Two new varieties of big bluestem prairie grass could boost beef cattle weight by as much as 50 lbs/head, according to USDA’s Agricultural Research Service (ARS) and collaborating university scientists.

The beef weight gains come from grazing trials in eastern Nebraska. The trials compared the new releases – Bonanza and Goldmine – to the broadly adaptable Pawnee and Kaw varieties.

Such adaptability is especially important on marginal cropland used for cow-calf operations, where the animals draw nutrients from forage rather than from grains, notes Ken Vogel, who leads ARS' Wheat, Sorghum and Forage Research Unit in Lincoln, NE.

Yet Pawnee and Kaw were never specifically bred with forage quality in mind, says Vogel, a plant geneticist. Goldmine and Bonanza combine adaptability with improved forage quality. Vogel began breeding the big bluestems in 1977, and recently field-tested them in collaboration with ARS Lincoln rangeland scientist Robert Mitchell and University of Nebraska-Lincoln researchers Terry Klopfenstein and Bruce Anderson.

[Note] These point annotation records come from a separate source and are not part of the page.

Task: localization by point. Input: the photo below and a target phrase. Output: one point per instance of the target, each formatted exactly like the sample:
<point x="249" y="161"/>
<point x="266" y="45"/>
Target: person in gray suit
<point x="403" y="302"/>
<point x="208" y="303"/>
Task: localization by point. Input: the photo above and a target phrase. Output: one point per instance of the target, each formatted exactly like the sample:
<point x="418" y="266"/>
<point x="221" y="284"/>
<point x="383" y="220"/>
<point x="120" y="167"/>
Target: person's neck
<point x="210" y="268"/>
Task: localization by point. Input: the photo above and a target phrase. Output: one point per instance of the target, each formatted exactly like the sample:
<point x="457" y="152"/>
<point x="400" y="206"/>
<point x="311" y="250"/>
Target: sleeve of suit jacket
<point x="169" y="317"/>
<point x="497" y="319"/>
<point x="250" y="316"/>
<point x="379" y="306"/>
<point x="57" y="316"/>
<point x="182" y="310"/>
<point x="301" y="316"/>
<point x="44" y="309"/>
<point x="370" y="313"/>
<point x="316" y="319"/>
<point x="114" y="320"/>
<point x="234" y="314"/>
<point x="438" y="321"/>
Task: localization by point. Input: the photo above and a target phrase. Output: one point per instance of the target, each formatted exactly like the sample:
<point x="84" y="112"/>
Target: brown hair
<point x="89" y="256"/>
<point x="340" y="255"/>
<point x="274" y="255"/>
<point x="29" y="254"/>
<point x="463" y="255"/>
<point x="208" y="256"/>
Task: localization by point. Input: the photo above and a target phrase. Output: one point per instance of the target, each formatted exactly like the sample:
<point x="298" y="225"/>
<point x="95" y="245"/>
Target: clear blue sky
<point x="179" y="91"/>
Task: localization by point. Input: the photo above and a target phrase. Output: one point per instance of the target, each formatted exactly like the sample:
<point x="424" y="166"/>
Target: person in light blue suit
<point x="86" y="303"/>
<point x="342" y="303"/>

In pasture trials from 2000 to 2002, cattle that grazed the new big bluestems gained 18-50 lbs more per acre than those that grazed Pawnee and Kaw. The researchers estimate these gains could mean net-profit increases of $15 to more than $35/acre/year for beef producers. On marginal cropland, yearling steers that grazed pastures of Goldmine and Bonanza generated net profits of up to $119/acre. That's 2.4 times more profit than the producer would have earned from growing corn on the same land during the same years, according to the researchers' estimates.

Certified seed of Goldmine and Bonanza will become available in 2006.